CRISPR technology to improve the efficacy of immunotherapy

Using CRISPR technology for the first time, researchers have inserted genes that enable immune cells to concentrate their attack on cancer cells, potentially sparing healthy cells and boosting the effectiveness of immunotherapy.

Image Credit: elenabsl/Shutterstock.com

The innovative strategy was recently published in the journal Nature and was introduced on November 10^th, 2022 at the Society for Immunotherapy of Cancer (SITC) 2022. Professor of medicine at UCLA and director of the UCLA Jonsson Comprehensive Cancer Center Antoni Ribas, MD, PhD, is co-leading it.

Humans have previously used the CRISPR technique to delete particular genes to boost the immune system’s ability to fight cancer. In this new study, researchers at PACT Pharma describe using CRISPR to effectively reroute immune cells so they can detect mutations in the patient’s cancer cells in addition to eliminating specific genes and inserting new ones.

These CRISPR-engineered immune cells are infused back into patients, where they preferentially move to cancer and become the immune cells that are most prevalent there.

Immune cells in the human body have particular receptors that can recognize and distinguish cancer cells from healthy cells.
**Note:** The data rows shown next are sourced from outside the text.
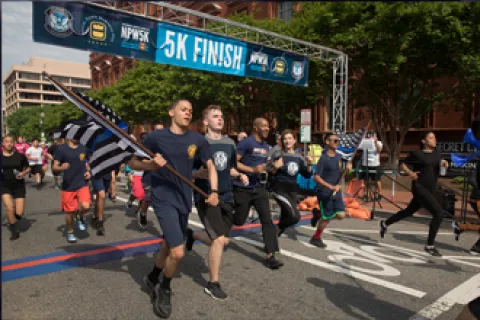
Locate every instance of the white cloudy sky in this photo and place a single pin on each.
(17, 43)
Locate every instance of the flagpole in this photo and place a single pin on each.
(113, 127)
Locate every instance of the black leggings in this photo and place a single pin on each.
(287, 200)
(259, 198)
(422, 198)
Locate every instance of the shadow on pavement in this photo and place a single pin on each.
(350, 298)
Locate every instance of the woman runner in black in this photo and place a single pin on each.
(284, 165)
(14, 168)
(426, 166)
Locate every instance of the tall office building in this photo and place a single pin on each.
(24, 85)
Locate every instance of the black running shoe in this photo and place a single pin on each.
(475, 251)
(315, 217)
(383, 228)
(100, 228)
(15, 233)
(190, 240)
(318, 243)
(142, 219)
(433, 251)
(162, 304)
(215, 291)
(273, 263)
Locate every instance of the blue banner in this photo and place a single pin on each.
(81, 26)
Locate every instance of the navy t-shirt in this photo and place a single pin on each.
(328, 168)
(293, 164)
(253, 154)
(179, 150)
(224, 158)
(73, 177)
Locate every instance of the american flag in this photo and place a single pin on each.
(108, 150)
(349, 142)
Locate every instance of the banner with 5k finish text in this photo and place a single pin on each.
(85, 27)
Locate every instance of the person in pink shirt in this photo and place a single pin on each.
(21, 146)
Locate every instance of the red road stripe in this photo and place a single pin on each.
(79, 254)
(108, 249)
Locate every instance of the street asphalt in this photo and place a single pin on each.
(358, 275)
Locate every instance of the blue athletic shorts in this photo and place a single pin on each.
(102, 184)
(173, 223)
(331, 206)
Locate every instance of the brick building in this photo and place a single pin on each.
(449, 125)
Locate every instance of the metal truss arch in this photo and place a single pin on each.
(178, 15)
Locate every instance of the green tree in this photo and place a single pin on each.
(398, 53)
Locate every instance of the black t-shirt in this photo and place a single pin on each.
(253, 153)
(224, 158)
(73, 177)
(179, 150)
(16, 161)
(428, 164)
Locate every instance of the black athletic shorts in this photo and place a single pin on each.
(16, 190)
(216, 222)
(372, 176)
(36, 169)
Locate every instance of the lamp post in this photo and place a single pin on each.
(42, 116)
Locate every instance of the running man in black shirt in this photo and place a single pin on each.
(217, 223)
(171, 197)
(284, 165)
(426, 166)
(14, 168)
(252, 159)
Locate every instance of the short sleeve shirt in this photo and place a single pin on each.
(77, 158)
(328, 168)
(180, 151)
(224, 158)
(253, 153)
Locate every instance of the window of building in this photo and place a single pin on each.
(51, 97)
(28, 76)
(285, 10)
(28, 95)
(29, 86)
(82, 82)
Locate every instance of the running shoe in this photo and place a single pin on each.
(190, 240)
(383, 228)
(433, 251)
(81, 224)
(475, 250)
(315, 217)
(318, 243)
(273, 263)
(71, 238)
(215, 291)
(100, 228)
(142, 219)
(163, 303)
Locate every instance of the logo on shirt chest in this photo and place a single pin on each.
(220, 160)
(191, 151)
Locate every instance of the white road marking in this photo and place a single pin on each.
(338, 269)
(462, 294)
(457, 259)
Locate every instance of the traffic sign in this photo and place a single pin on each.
(305, 133)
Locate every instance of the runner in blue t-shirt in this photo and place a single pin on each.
(251, 159)
(171, 197)
(327, 177)
(217, 222)
(284, 165)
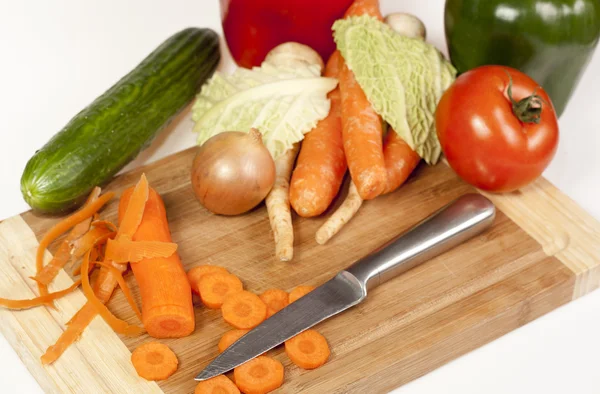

The key to making the method work on a large scale is figuring out an effective way to isolate them and put them back into immune cells to create personalized cell therapy to treat cancer.

In the new study, new technologies were created initially through a collaboration between Dr Ribas and James Heath, PhD, president of the Institute for Systems Biology in Seattle, and Nobel Prize winner David Baltimore, PhD, emeritus professor at Caltech and member of the UCLA Jonsson Comprehensive Cancer Center.

PACT Pharma further developed these technologies for use in the clinic. Using CRISPR gene editing, immune cells are redirected to recognize cancer after being isolated using immune receptors.

This is a leap forward in developing a personalized treatment for cancer, where the isolation of immune receptors that specifically recognize mutations in the patient’s own cancer are used to treat the cancer.”

Dr Antoni Ribas, Study Corresponding Author and Professor, Medicine, University of California-Los Angeles Health Sciences

Dr Ribas added, “The generation of a personalized cell treatment for cancer would not have been feasible without the newly developed ability to use the CRISPR technique to replace the immune receptors in clinical-grade cell preparations in a single step.”

A total number of 16 patients were treated by the researchers for a range of solid cancers, including colon, breast, and lung cancers. Immune cells from the patient’s blood were isolated based on their ability to bind to reagents showing up to 350 mutations from their own cancer, for a total of over 5000 mutations being targeted across 34 different HLA subtypes.

Following this, the genes of the immune receptors that enabled immune cells to recognize cancer mutations specifically were sequenced, resulting in the isolation of 175 new cancer-specific immune receptors.

The patient’s immune cells were then used to re-insert them using a one-step CRISPR editing process that involved knocking out the immune cell receptors that were already present and introducing immune receptors that could direct those cells to specifically recognize cancerous mutations.

After receiving conditioning chemotherapy, up to three of these preparations of gene-edited immune cells were infused back into the patients, giving the 16 study participants a total of 37 immune receptors. Patients experienced the typical side effects of chemotherapy, and two patients also experienced two possible side effects from the gene-edited cells: one patient experienced fever and chills, and the other experienced confusion.

Both patients quickly recovered. The top 20% of immune cells in cancers were frequently the gene-edited immune cells, which were preferentially recovered from biopsies of patients after infusion.

“This study demonstrates the feasibility of isolating and cloning multiple immune cell receptors recognizing mutations in cancer cells, the simultaneous knock-out of the endogenous immune receptor and knock-in of the redirecting immune receptor using single-step, non-viral precision genome editing, the manufacturing of CRISPR engineered T cells at clinical grade, the safety of infusing up to three gene edited immune cell products, and the ability of the gene edited immune cells to traffic to the patients’ tumors,” Dr Ribas further stated.